Jeudi 7 septembre au matin, à Thiais, dans le Val-de-Marne, les enquêteurs ont trouvé un stock de produits chimiques destinés à la fabrication de bombes artisanales dans un box d’un garde-meubles. Il s’agit des mêmes types de produits que ceux trouvés dans un appartement à Villejuif mercredi : du gaz, des fils électriques, de l’acétone, des dizaines de litres d’eau oxygénée et du TATP, un explosif prisé des jihadistes.

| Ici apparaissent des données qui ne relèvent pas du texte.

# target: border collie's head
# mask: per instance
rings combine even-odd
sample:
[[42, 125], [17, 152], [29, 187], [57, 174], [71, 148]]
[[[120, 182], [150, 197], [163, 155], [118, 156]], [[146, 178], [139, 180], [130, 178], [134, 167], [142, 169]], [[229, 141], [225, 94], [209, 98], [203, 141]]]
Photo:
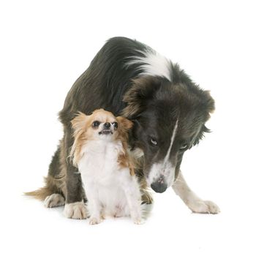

Une filière internationale ?

Trois hommes sont en garde à vue : le propriétaire de l’appartement de Villejuif, un Français de 36 ans, né à Amiens, un Français de 47 ans d’origine tunisienne et le dernier suspect interpellé, un homme de 37 ans, fiché S. Selon les enquêteurs, l’appartement de Villejuif servait de cache pour les explosifs. Le ministre de l’Intérieur a confirmé que des liens avaient été établis entre la Syrie et les suspects, il pourrait s’agir d’une filière terroriste internationale.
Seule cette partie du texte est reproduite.